Anyone who observed my life would have declared it to be perfect, a life that would only be found in a love-story book or movie. I was 31 years old, I had a fulfilling career in information technology and telecommunications in a large corporation, and I was married to my first love. We both were very athletic, our beautiful daughter was two years old and we lived in a house full of love, laughter and happiness. What else could anyone ask for?
It all changed on April 14, 1992, when I spoke to my husband at 5:20 p.m. and told him I would pick up our daughter, Gretchen, from daycare and we would meet him at home. I arrived at home and he wasn’t there, nor would he ever return. He passed away that evening as he was leaving his office for the day.
Rod died from arrhythmia. He walked out of work, climbed into his car and bent his head over the steering wheel. The people in the parking garage assured me that he did not suffer and that they did the best they could to revive him.
I was officially widowed. The next few days were spent making the necessary phone calls, living through the memorial service and coping with all the people at my house. But no one could have explained to me then how I would in the years that followed be a single mom, find the strength to go to work, maintain a household on one paycheck and live with my own emotions and fears.

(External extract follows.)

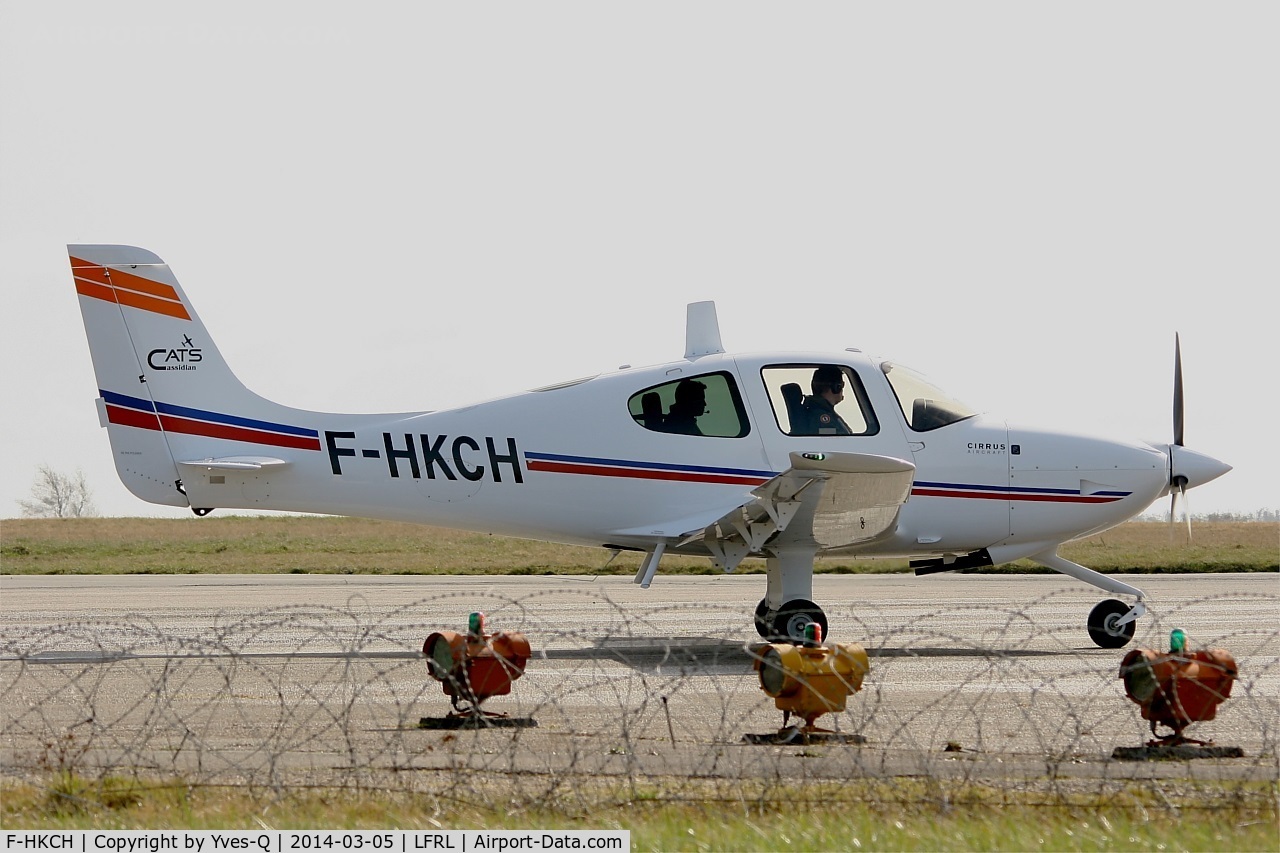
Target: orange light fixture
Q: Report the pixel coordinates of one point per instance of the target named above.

As I traveled the path of the unknown with my 2-year-old daughter, I searched for answers to my questions, stability in my life, happiness in my heart and a smile for my face. I learned so much. I ignored so much. And, I hurt so much.
Although I am a logical person, I found that once my emotions “took over,” my logic was lost. It caused me to waffle in all my decisions, hide from everyone and everything and cry every second I was alone. Turning to religion for help wasn’t really an option as I had lost all faith. I read almost every book on death, or at least I tried. It didn’t seem to help, probably because I was looking for answers when we all know there are no answers.
During my first summer of widowhood, I joined the swimming pool in the next town so I could pick my daughter up from daycare and go right to the pool to avoid people. I would sit in the 12-inch-deep baby pool every night and listen to the people around me say, “Isn’t she a perfect mom sitting in the pool with her daughter.” Little did they know, I sat in the baby pool so I would not have to talk with them!
I tried so hard to take care of myself, but it was not working. As I searched to find a way to sleep through the night, eat nutritional food and exercise, I came up with the idea that I would participate in the Hawaii Ironman Triathlon in my husband’s honor. Rod has always wanted to compete in the Ironman but did not want to take time away from our family.
Along with the rest of my new life, I was very naïve as to what my new goal entailed. I am not only referring to the athletic requirements but also to obtaining an entry slot. I discovered that 1500 athletes from around the world compete every year and only 250 are women! What was I thinking?! What did I get myself into?
While the goal was very ambitious, the process proved to be my ticket to find myself, reach out of my comfort zone and find a bit of balance emotionally. I hired a coach, trained and raced for two-and-a-half years before I successfully crossed the finish line of the 1995 Gatorade Hawaii Ironman World Championship. What I found on the other side of the finish line was a new world for me. A world that said if I set my mind to it, I can do anything, I can get to where I need to be emotionally and I can learn a great deal about myself and others along the way.
While my heart remains broken that my first love and the father of my little girl does not have the same opportunity that I have to embrace life because it was cut so short, I do embrace all the gifts that I have received through the process. In a weird way, I do thank him daily for those gifts.